Erinnert Ihr euch an die vergessenen „Pandemien“ wie Cholera (2008, 2010 und 2016), Ebola (2018), Schweinegrippe 2009/2010, 2015) oder SARS?
Vielleicht 70 Menschen sind an Ebola in Afrika, oder 200 an Schweinegrippe im dicht bevölkerten Asien gestorben. Manchmal auch 1000 Menschen an Meningitis, in Ländern, in denen die Krankenhausversorgung eher theoretischer Natur ist, wenn überhaupt.

Es waren vielleicht Epidemien, aber eben nicht Pandemien. Worte können so ungeheuer wichtig sein.

Ich kann nicht beurteilen, ob es der WHO einfach langweilig war, als sie jährlich eine Pandemie ausgerufen hat, oder ob eben durch diesen Ausruf, jährlich eine Pandemie verhindert worden ist. Ich kann nur sagen, dass ich auch Pandemie-müde war.

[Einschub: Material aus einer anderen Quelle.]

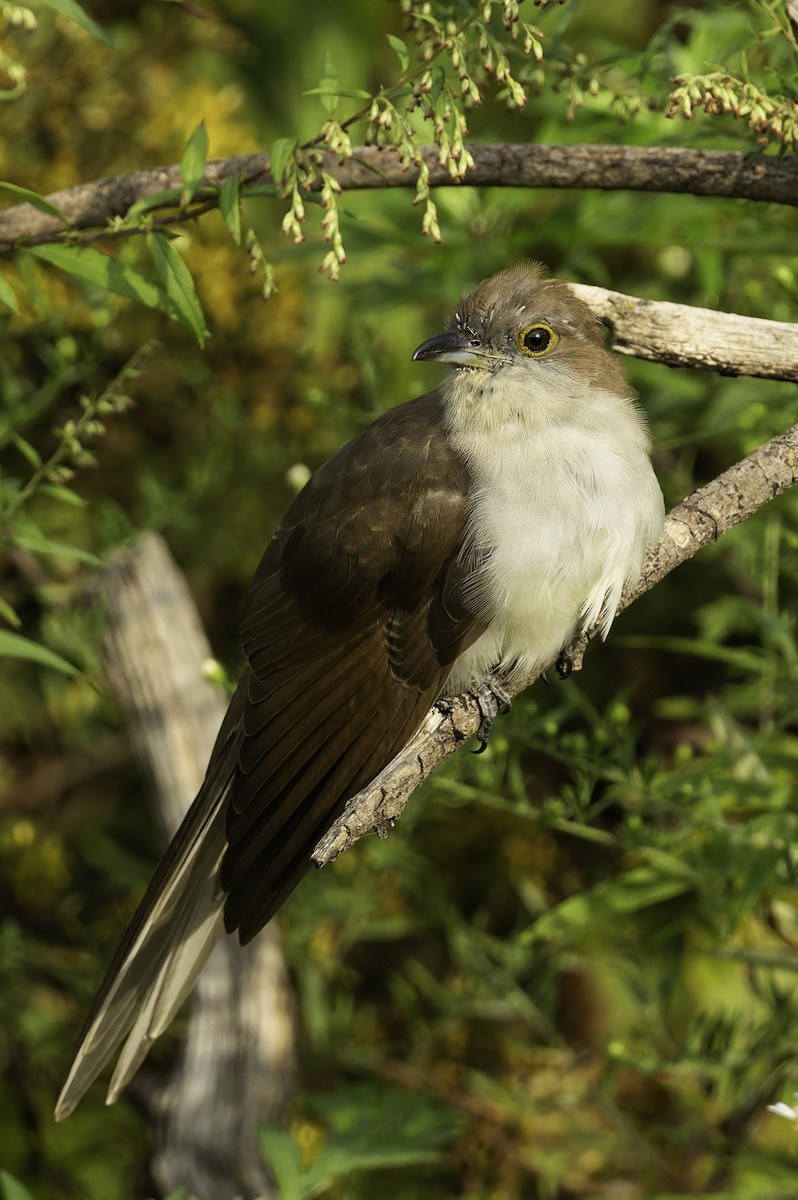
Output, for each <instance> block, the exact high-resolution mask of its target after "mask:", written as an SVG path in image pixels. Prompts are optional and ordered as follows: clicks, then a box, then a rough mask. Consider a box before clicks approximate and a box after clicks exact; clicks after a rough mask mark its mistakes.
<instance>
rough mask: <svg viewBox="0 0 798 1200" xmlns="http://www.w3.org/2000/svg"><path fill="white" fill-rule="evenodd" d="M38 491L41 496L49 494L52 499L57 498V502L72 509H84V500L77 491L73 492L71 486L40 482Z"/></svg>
mask: <svg viewBox="0 0 798 1200" xmlns="http://www.w3.org/2000/svg"><path fill="white" fill-rule="evenodd" d="M38 491H40V492H41V493H42V496H49V498H50V499H52V500H58V502H59V504H67V505H68V506H70V508H72V509H85V506H86V502H85V500H84V499H83V497H82V496H78V493H77V492H73V491H72V488H71V487H64V486H61V487H56V486H55V484H40V485H38Z"/></svg>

Die Pandemie ist da. Konkret: die Corona Pandemie.

Und dann kam wirklich der Wolf über uns alle. Aus Unglauben wurde Erstaunen, das sich in Angst und Panik verwandelte. Im Chaos der Unwissenheit, im Wirrwarr der Unklarheit und im Sog der Angst.  

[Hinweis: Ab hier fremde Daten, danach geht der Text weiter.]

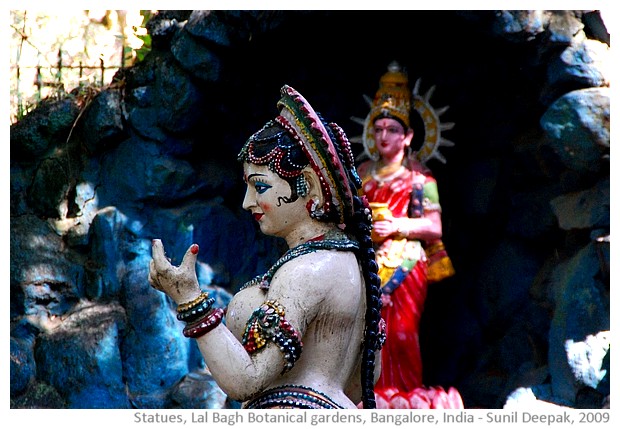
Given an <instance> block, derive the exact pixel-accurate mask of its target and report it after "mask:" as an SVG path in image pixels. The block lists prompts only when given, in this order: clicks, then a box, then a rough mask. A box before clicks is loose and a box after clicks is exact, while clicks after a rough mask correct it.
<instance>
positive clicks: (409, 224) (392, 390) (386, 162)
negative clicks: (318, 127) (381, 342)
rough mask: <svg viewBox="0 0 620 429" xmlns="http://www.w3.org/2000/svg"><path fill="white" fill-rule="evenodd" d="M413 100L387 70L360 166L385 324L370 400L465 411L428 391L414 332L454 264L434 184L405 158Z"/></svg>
mask: <svg viewBox="0 0 620 429" xmlns="http://www.w3.org/2000/svg"><path fill="white" fill-rule="evenodd" d="M410 98H411V93H410V92H409V89H408V85H407V77H406V75H405V74H404V73H402V72H401V71H400V69H399V68H396V67H394V66H392V65H391V66H390V68H389V71H388V73H386V74H385V75H384V76H383V77H382V78H381V86H380V88H379V91H378V92H377V95H376V96H375V99H374V101H373V104H372V106H371V111H370V113H369V115H368V117H367V119H366V121H365V130H364V131H365V133H364V148H365V151H366V154H367V155H368V157H369V158H370V160H368V161H366V162H364V163H362V164H361V165H360V166H359V168H358V171H359V175H360V177H361V178H362V190H363V192H364V194H365V195H366V198H367V199H368V201H369V202H370V206H371V208H372V211H373V231H372V239H373V242H374V243H375V249H376V258H377V264H378V266H379V272H378V274H379V277H380V278H381V292H382V302H383V308H382V310H381V315H382V317H383V319H384V320H385V322H386V340H385V344H384V346H383V349H382V350H381V375H380V377H379V380H378V381H377V383H376V385H375V396H376V398H377V407H378V408H463V402H462V400H461V397H460V395H459V393H458V391H457V390H456V389H454V388H450V389H448V391H447V392H446V391H445V390H444V389H443V388H442V387H425V386H424V385H423V380H422V358H421V354H420V341H419V336H418V335H419V325H420V318H421V316H422V312H423V310H424V302H425V300H426V295H427V287H428V283H429V281H431V282H432V281H435V280H437V279H439V278H441V277H445V276H449V275H451V274H452V267H451V264H450V263H449V259H448V258H447V255H446V254H445V250H444V249H443V243H442V242H441V236H442V224H441V206H440V205H439V194H438V191H437V182H436V180H435V179H434V177H433V176H432V174H431V172H430V170H428V168H426V167H425V166H424V165H423V164H422V163H421V162H419V161H418V160H416V159H415V158H414V157H408V156H406V152H407V151H408V149H409V147H410V144H411V140H412V138H413V130H412V129H411V127H410V126H409V124H410V121H409V114H410V111H411V101H410ZM425 249H426V250H425ZM429 249H433V250H432V252H431V251H429ZM427 253H428V254H427ZM430 262H432V264H431V266H432V268H431V271H432V272H429V263H430ZM437 271H439V276H437V275H436V272H437ZM429 275H430V278H429Z"/></svg>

Es ist überhaupt nicht verwunderlich, dass die Regierungen überhaupt nicht, zu spät oder falsch reagiert haben. Denken Sie an die Dörfler in Aesops Geschichte.

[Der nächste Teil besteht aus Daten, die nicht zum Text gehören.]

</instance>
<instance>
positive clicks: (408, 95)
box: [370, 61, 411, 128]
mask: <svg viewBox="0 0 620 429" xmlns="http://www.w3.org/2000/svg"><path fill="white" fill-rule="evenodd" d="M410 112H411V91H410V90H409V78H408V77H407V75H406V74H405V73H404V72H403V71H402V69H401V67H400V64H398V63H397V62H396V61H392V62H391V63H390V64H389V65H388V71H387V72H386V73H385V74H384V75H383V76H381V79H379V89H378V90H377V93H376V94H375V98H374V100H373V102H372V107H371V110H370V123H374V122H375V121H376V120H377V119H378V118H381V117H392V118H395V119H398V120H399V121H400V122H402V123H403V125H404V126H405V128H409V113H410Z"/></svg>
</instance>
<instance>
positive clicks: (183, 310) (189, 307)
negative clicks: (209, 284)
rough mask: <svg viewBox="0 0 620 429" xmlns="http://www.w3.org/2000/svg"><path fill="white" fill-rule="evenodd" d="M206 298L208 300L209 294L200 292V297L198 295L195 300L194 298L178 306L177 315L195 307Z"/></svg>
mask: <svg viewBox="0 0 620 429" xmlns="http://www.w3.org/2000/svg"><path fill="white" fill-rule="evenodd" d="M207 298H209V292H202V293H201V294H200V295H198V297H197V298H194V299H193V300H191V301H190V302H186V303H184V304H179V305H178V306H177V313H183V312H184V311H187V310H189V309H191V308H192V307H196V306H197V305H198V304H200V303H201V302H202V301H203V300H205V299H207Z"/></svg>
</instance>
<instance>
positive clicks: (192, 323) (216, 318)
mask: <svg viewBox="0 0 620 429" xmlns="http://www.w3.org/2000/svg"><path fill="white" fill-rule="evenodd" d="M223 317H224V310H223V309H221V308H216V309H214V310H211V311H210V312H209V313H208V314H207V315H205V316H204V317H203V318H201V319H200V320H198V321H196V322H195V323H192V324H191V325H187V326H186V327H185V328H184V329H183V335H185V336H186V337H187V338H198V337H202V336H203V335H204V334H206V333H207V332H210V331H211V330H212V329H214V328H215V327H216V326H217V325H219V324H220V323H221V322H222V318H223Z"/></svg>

Ein einziger kleiner Virus. Nur Nanometer groß, sprengt er das durch die Globalisierung geschaffene weltumspannende wirtschaftliche Netz und bringt unsere wirtschaftliche Prosperität an den Rande des Zerfalls.

Je komplizierter ein System ist, desto anfälliger ist es auch. In Zukunft werden die Anleger mehr darauf achten, dass die Produktions- und Lieferketten nicht über die gesamte Welt verstreut, ja noch nicht einmal in anderen Nachbarländern sind.